From his earliest years as an independent farmer, Walker was primarily a raiser of livestock: from 1862 to 1866, he was engaged with his brothers in distributing hogs, and after that business venture failed, he began to concentrate on producing his own livestock. By 1880, he had expanded his farm to approximately 625 acre, divided between 75 acre in northern Preble County to the south, 150 acre elsewhere in Harrison Township, and 400 acre surrounding his farmhouse.

==Recognition==
Two of the farm's buildings have been widely recognized: the 1879 barn and the 1884 house. Measuring 60 ft by 48 ft, the barn was designed with an "L" shape to make stock raising more effective; one writer deemed it the best barn he had ever seen. Likewise, the farmhouse was built for the convenience of its residents: mixing the Victorian, Second Empire, and Italianate styles of architecture, it is dominated by a tower with a Mansard roof, and it sits atop a small hill overlooking State Route 121 to the north.

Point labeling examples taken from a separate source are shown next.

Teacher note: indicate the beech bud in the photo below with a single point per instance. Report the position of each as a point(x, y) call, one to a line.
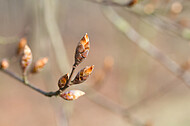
point(72, 94)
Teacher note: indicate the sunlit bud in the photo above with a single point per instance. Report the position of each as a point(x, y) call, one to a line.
point(132, 3)
point(108, 63)
point(72, 94)
point(4, 64)
point(39, 65)
point(83, 74)
point(63, 80)
point(82, 49)
point(21, 45)
point(26, 59)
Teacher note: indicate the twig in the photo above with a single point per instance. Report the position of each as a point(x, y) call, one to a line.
point(69, 80)
point(48, 94)
point(112, 3)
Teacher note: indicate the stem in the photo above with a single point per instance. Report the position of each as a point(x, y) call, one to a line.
point(69, 80)
point(48, 94)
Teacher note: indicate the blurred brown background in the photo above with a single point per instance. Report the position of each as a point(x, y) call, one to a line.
point(53, 29)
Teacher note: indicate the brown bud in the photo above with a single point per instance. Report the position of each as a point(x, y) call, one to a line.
point(132, 3)
point(4, 64)
point(83, 75)
point(72, 94)
point(26, 59)
point(63, 80)
point(39, 65)
point(82, 49)
point(21, 45)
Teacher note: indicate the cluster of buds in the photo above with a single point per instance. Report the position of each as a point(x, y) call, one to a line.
point(26, 59)
point(72, 94)
point(39, 65)
point(81, 53)
point(4, 64)
point(82, 49)
point(63, 80)
point(83, 75)
point(21, 45)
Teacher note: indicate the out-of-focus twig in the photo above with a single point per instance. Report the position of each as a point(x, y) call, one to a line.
point(56, 39)
point(48, 94)
point(8, 40)
point(124, 27)
point(113, 3)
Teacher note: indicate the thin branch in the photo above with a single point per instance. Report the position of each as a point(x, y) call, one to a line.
point(13, 75)
point(69, 80)
point(112, 3)
point(124, 27)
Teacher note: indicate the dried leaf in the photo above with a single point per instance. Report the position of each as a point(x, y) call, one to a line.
point(39, 65)
point(4, 64)
point(26, 59)
point(72, 94)
point(63, 80)
point(83, 74)
point(82, 49)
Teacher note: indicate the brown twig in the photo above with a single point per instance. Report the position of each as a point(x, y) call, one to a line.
point(112, 3)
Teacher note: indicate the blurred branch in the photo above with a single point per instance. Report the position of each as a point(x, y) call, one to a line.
point(113, 3)
point(55, 36)
point(8, 40)
point(13, 75)
point(105, 102)
point(124, 27)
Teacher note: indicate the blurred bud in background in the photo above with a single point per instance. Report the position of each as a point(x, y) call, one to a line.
point(4, 64)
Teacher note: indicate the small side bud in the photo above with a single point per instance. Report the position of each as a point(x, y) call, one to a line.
point(72, 94)
point(83, 75)
point(39, 65)
point(26, 59)
point(63, 80)
point(82, 49)
point(21, 45)
point(4, 64)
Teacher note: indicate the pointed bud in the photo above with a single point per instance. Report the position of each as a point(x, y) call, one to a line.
point(39, 65)
point(63, 80)
point(21, 45)
point(82, 49)
point(72, 94)
point(83, 74)
point(26, 59)
point(4, 64)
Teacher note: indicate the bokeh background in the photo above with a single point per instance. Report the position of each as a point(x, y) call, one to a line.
point(130, 86)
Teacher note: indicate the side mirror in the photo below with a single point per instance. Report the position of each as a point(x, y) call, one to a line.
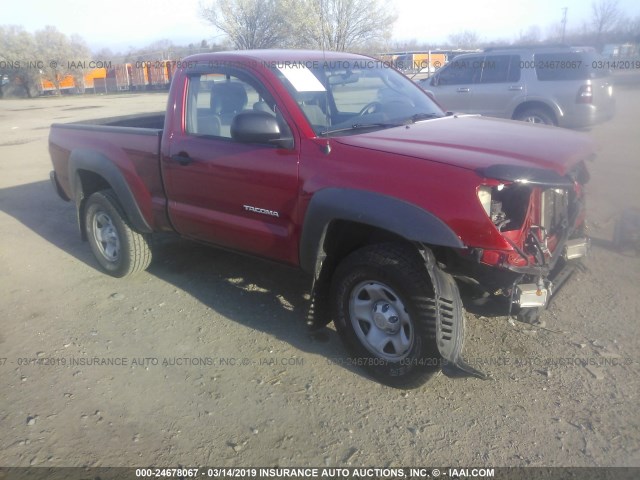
point(431, 95)
point(255, 127)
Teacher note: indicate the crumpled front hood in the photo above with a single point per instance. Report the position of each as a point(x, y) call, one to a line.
point(475, 142)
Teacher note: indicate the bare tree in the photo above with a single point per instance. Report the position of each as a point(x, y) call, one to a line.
point(249, 24)
point(466, 39)
point(18, 61)
point(530, 36)
point(60, 56)
point(341, 25)
point(604, 17)
point(331, 24)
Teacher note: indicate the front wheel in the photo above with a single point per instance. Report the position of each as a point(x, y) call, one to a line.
point(119, 249)
point(383, 304)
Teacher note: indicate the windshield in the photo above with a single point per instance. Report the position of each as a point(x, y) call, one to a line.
point(343, 97)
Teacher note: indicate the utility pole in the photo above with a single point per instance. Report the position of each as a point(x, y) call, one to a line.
point(564, 22)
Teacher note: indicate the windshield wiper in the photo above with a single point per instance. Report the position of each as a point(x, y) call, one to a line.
point(360, 126)
point(423, 116)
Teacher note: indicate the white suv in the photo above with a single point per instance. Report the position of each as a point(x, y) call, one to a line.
point(550, 85)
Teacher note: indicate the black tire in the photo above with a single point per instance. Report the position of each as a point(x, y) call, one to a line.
point(119, 249)
point(380, 281)
point(536, 115)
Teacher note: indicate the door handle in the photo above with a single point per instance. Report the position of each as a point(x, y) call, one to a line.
point(182, 159)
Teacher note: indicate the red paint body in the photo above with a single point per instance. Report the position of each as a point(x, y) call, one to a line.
point(431, 164)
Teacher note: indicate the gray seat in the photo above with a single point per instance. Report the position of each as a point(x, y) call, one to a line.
point(227, 100)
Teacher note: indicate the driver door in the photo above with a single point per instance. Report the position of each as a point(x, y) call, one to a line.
point(237, 195)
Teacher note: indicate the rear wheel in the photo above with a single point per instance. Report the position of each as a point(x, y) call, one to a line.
point(119, 249)
point(383, 306)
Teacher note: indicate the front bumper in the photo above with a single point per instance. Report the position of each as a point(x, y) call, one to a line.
point(539, 294)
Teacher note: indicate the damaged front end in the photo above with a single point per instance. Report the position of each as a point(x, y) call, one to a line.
point(541, 215)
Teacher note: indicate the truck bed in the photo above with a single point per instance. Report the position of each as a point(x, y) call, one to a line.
point(131, 143)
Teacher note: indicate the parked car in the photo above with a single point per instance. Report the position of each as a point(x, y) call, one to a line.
point(343, 167)
point(550, 85)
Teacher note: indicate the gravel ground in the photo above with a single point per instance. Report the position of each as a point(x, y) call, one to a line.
point(214, 365)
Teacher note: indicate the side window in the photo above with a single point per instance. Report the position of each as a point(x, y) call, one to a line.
point(461, 72)
point(501, 69)
point(214, 99)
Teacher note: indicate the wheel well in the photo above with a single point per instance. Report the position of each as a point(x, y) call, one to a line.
point(342, 237)
point(89, 183)
point(538, 105)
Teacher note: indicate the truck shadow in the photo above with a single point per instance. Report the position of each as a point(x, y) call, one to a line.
point(258, 294)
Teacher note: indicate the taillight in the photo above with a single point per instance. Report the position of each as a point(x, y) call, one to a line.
point(585, 94)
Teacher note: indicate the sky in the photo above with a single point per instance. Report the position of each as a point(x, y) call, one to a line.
point(119, 24)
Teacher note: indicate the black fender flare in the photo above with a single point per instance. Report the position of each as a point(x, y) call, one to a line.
point(98, 163)
point(374, 209)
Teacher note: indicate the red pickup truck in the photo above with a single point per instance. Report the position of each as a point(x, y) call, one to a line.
point(338, 164)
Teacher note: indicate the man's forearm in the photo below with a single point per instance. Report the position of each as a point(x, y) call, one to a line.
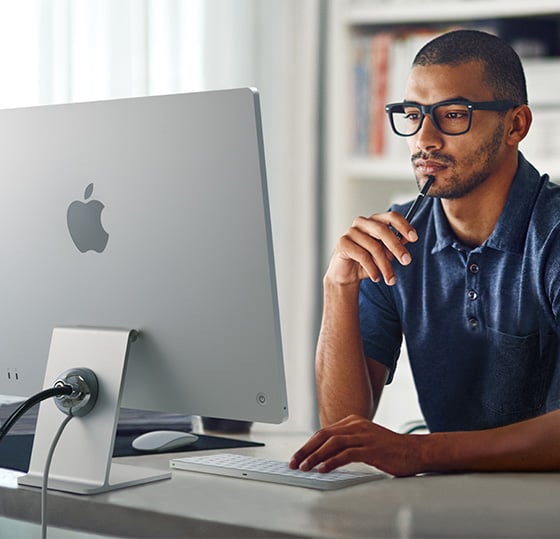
point(343, 382)
point(532, 445)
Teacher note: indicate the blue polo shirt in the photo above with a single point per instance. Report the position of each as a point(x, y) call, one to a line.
point(482, 325)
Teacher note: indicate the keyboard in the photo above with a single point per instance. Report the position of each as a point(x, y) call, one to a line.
point(272, 471)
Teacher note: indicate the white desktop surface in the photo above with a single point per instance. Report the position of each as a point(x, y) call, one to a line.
point(200, 505)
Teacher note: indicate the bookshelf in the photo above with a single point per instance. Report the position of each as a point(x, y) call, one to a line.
point(362, 180)
point(365, 175)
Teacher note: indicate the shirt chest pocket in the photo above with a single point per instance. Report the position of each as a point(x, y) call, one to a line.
point(517, 375)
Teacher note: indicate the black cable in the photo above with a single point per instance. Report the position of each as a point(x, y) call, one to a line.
point(29, 403)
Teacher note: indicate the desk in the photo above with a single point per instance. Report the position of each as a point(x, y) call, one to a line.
point(199, 505)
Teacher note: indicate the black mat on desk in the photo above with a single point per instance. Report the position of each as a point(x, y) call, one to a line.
point(15, 449)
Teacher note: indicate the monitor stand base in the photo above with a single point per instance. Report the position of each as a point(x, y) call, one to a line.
point(82, 461)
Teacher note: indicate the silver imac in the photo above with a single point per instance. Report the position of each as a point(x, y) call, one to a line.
point(148, 215)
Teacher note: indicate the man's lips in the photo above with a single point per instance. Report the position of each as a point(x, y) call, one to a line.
point(429, 167)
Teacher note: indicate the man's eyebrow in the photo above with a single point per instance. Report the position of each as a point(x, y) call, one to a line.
point(458, 99)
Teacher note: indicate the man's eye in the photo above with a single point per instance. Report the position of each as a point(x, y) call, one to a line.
point(456, 115)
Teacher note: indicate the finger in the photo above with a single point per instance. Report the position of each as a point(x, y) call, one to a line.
point(379, 229)
point(342, 458)
point(316, 441)
point(330, 454)
point(399, 225)
point(368, 253)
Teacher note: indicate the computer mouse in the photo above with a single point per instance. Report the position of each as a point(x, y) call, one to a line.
point(163, 440)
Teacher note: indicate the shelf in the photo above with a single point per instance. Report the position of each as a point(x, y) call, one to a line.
point(363, 12)
point(364, 168)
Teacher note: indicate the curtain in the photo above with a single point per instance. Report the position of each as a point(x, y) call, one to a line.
point(54, 51)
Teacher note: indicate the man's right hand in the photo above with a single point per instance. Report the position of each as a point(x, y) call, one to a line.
point(368, 248)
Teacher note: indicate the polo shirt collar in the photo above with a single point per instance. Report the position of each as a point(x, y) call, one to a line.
point(510, 230)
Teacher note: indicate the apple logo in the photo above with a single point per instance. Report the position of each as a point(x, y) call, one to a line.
point(84, 223)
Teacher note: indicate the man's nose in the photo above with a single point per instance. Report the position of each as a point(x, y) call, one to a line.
point(428, 137)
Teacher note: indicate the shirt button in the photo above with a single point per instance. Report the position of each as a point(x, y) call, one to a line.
point(472, 294)
point(473, 323)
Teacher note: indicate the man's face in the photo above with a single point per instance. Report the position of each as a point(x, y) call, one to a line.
point(459, 163)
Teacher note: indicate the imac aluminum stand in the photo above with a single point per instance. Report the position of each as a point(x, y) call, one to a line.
point(82, 459)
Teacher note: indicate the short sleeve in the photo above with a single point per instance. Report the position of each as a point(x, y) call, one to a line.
point(380, 325)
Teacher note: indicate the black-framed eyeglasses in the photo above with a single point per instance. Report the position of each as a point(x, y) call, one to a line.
point(449, 117)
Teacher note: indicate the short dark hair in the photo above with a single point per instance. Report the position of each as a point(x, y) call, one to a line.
point(503, 71)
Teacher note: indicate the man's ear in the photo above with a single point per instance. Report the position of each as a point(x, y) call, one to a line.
point(520, 122)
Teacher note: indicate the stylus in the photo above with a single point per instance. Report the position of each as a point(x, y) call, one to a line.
point(416, 204)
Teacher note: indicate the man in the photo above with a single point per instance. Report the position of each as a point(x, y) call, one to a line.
point(474, 285)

The Walker farm remains a local landmark to the present day, evoking a strong contrast between its ornate nineteenth-century architecture and the plain modern architecture of the farms around it. In 1982, the farm complex was placed on the National Register of Historic Places, both because of its well-preserved historic architecture and because of its contribution to local history. Key to its importance in local history is Walker's contribution to Darke County agriculture, as the farm buildings were a leading element of his livestock programs that made the county one of Ohio's foremost in hog raising.